De son lancement à nos jours votre application a-t-elle rencontré du succès ?
Map Action, depuis son lancement officiel en février 2018, a un impact absolument indéniable au Mali et plus particulièrement à Bamako. C’est ainsi que nous avons reçu, entre autres, des distinctions telles que le prix de l’entrepreneuriat social Orange, le prix de meilleure jeune entreprise du Mali par l’Apej et le prix de l’innovation par la Banque Mondiale et la sélection parmi les 10 meilleures startups à bénéficier du programme #Africa4Future Airbus / GIZ.
Concernant notre impact quantitatif, en 2019 par exemple, plus de 1000 identifications de problématiques environnementales ont été effectuées par l’application mobile Map Action dont 499 points vérifiés, diagnostiqués et transmis aux autorités compétentes et acteurs actifs du secteur environnement et développement durable. Plus de 70 points ont été déclarés “pris en compte” par nos partenaires et selon notre dernière vérification, des actions ont été entreprises (ou en phase de l’être) sur 52 points soit 10,42% des identifications. Ce chiffre peut paraître bas, mais dans un contexte comme celui du Mali c’est très encourageant car sans notre action ces points n’auraient probablement pas été pris en compte du tout.
Avez-vous rencontré des difficultés dans la mise en œuvre de “Map Action” ? Si oui lesquelles ?
Map-Action, comme la plupart des Start-ups au Mali, s’est heurté à quelques difficultés, notamment au niveau administratif ou les partenariats sont souvent difficiles et les fonds difficilement accessibles, même après l’exécution du projet et une insuffisance de l’implication active de la population en ce qui concerne les problèmes environnementaux.

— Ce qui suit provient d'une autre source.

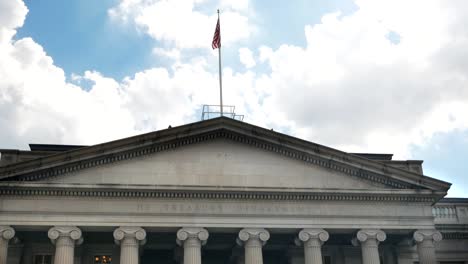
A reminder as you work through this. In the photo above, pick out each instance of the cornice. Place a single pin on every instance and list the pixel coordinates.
(213, 193)
(315, 159)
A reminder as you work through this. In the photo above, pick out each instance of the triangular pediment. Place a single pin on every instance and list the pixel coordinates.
(218, 152)
(218, 162)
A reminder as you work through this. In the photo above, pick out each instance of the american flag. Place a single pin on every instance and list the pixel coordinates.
(217, 37)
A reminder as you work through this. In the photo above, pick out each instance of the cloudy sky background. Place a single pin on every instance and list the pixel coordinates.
(387, 76)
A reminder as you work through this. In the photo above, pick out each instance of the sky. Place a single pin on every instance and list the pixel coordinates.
(379, 76)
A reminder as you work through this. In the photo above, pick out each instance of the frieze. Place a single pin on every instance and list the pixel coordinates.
(214, 195)
(152, 148)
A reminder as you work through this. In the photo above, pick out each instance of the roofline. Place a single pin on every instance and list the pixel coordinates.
(199, 127)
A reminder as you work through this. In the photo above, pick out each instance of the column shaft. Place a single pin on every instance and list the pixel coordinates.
(192, 238)
(3, 250)
(65, 238)
(312, 240)
(192, 251)
(6, 233)
(130, 238)
(253, 240)
(253, 252)
(370, 252)
(313, 252)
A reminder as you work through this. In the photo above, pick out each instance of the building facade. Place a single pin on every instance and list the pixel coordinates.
(223, 191)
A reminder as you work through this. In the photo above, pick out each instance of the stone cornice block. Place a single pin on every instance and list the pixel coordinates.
(72, 232)
(7, 232)
(306, 235)
(123, 232)
(198, 233)
(427, 234)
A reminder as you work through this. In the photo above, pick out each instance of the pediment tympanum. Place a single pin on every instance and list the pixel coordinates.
(220, 152)
(219, 162)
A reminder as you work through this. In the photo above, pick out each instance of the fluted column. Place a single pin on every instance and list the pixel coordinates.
(313, 240)
(6, 233)
(129, 238)
(369, 240)
(253, 240)
(425, 242)
(65, 238)
(192, 238)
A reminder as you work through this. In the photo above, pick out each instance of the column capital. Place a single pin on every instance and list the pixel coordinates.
(71, 232)
(198, 233)
(364, 235)
(258, 234)
(123, 232)
(7, 232)
(314, 234)
(427, 234)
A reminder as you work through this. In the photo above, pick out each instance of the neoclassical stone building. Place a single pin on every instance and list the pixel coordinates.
(223, 191)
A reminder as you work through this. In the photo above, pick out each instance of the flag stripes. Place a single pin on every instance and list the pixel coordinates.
(216, 44)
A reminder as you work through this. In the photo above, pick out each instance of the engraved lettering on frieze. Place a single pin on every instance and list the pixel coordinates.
(227, 208)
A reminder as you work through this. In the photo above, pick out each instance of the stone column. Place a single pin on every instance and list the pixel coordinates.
(369, 240)
(6, 233)
(192, 238)
(313, 240)
(425, 239)
(129, 238)
(27, 257)
(253, 240)
(65, 238)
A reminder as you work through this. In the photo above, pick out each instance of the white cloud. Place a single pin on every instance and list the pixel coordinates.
(12, 15)
(348, 87)
(246, 57)
(352, 88)
(180, 23)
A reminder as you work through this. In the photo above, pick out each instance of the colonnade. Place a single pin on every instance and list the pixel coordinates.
(65, 238)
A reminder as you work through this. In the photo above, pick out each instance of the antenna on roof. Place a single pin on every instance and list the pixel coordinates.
(213, 111)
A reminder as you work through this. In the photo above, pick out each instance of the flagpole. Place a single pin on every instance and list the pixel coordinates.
(220, 74)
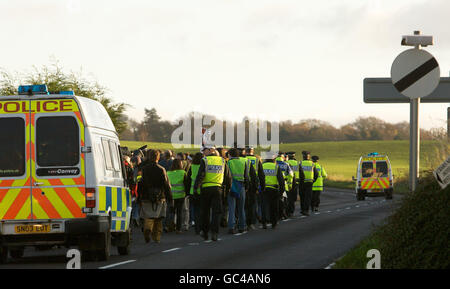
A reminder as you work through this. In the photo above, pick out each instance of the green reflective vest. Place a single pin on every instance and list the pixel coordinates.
(254, 162)
(270, 173)
(176, 179)
(237, 168)
(194, 173)
(287, 172)
(214, 171)
(295, 167)
(318, 184)
(308, 170)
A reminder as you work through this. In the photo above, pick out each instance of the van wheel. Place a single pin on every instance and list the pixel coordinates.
(125, 249)
(389, 195)
(16, 253)
(3, 255)
(104, 251)
(360, 196)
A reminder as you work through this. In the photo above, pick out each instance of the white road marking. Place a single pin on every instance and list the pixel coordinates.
(170, 250)
(117, 264)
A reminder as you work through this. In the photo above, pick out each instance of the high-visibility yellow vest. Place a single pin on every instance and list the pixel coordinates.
(194, 173)
(176, 179)
(254, 162)
(318, 184)
(308, 170)
(270, 173)
(214, 171)
(287, 173)
(295, 167)
(237, 168)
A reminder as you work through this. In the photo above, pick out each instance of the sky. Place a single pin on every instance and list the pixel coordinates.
(271, 59)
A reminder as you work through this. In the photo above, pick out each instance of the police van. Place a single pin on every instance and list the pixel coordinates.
(374, 176)
(62, 179)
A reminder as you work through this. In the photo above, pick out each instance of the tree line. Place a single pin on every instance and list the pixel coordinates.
(154, 129)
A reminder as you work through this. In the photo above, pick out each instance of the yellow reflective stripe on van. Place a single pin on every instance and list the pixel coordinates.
(38, 106)
(109, 197)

Comment entrevoyez-vous le développement de l’économie numérique du Mali dans les prochaines années?
La caractéristique fondamentale de notre siècle est l’explosion des nouvelles technologies : ordinateurs, téléphone, internet, Drones, sous-marins, etc. Ces nouvelles technologies sont au service des citoyens. Je pense que le Mali est en train de prendre petit à petit cette explosion comme une opportunité de développement. Il y a de plus en plus de jeunes Maliens qui développent des outils et applications permettant de faciliter la vie des Maliens. Nous ne sommes pas encore comparables à certains pays émergents en matière de nouvelle technologie, il faut un accompagnement plus poussé des volontés politiques pour un meilleur impact dans le futur.
Avez-vous un message à l’endroit des jeunes qui veulent lancer leur propre start-up ?
Il ne faut pas se lancer dans l’entreprenariat juste par ce que c’est la mode, il faut croire en son projet et s’y investir à 100%. Il faut être conscient, dès le début, que l’entreprenariat demande un sacrifice ultime de temps, d’énergie et aussi d’argent. Pour atteindre l’indépendance et la stabilité financière, il faut s’y investir en totalité.
Votre mot de la fin ?
Je demande à la population de rester connectée car il y a une Version 2 améliorée de l’application qui verra bientôt le jour avec beaucoup plus de perspectives et d’options dans beaucoup plus de domaines.